日本もクリストファー・ヒルと同じで、いくらでもデッドラインを延ばすのかと見くびられないためにも、日本政府は即座に、まず独自の追加制裁を行うべきだ。
5月18日付の『ウォール・ストリート・ジャーナル』で、ジョン・ボルトン前国連大使が、国務省は今やなりふり構わぬ「合意を救え(save the deal)」モードに入っており、この先どんな裏合意を交わし、どこまで北の言いなりになるかわからない、との見方を示した上、ブッシュ大統領は直ちに2月13日の「六者合意」(実際上は、米朝二国間合意を六者の場で追認したもの)を、北の合意違反を理由として破棄すべきだと主張している。
まことに常識的な判断といえよう。
もはや北朝鮮特使といった方がよい行動パターンに陥っているヒル氏は、米財務省が世界に宣言したバンコ・デルタ・アジアへの制裁措置をくつがえし、北の違法資金がアメリカの銀行を通じて金正日の懐に流れるべく、悪あがきを続けているようだ。

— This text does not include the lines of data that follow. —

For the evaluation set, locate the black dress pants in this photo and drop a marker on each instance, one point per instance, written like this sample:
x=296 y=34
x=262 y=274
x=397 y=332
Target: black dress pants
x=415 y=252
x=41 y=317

国連の不正追及などで知られるジャーナリストのクローディア・ロゼット(以前、北朝鮮問題専門家チャック・ダウンズが自宅で増元照明氏と私に手料理を振る舞ってくれたとき、ロゼットも呼ばれていて、長時間話をしたことがある)は、ヒル氏のことを「驚嘆すべきカモ特使(amazing chump envoy)」と表現しているが、多少なりとも原則を重んじる人なら、そう言いたくもなろう。
http://claudiarosett.pajamasmedia.com/2007/05/10/and_in_exchange_pyongyang_will.php
先日、チャック・ダウンズが「米民主党は陰に陽にヒルにエールを送っている。なぜならブッシュ政権が失敗するのを望んでいるからだ」と語っていたが、国務省といい民主党といい、日本にとっては迷惑な話だ。
あるアメリカの評論家が、最近のブッシュは背中に「俺を蹴ってくれ(kick me)」と書いた紙を貼られて気づかない男に似ていると評していたが、ヒル氏による底なしの譲歩など、まさに事実上、ブッシュの背中にそうした紙を貼るような行為といえよう。
ヒル氏自身も、ワイングラス片手ににこやかに肩に手を回してくる金正日の手下らに、「キック・ミー」を背中に何枚も貼られているのだが、一向に気づかないようだ。
日本政府は、アメリカのハードライナーたちと連携を強め、米国務省との関係はあえて緊張させるべきだ。そうした「日米関係のきしみ」が、ヒル氏は無理にしても、ブッシュ氏の目を覚ますことにはつながるだろう。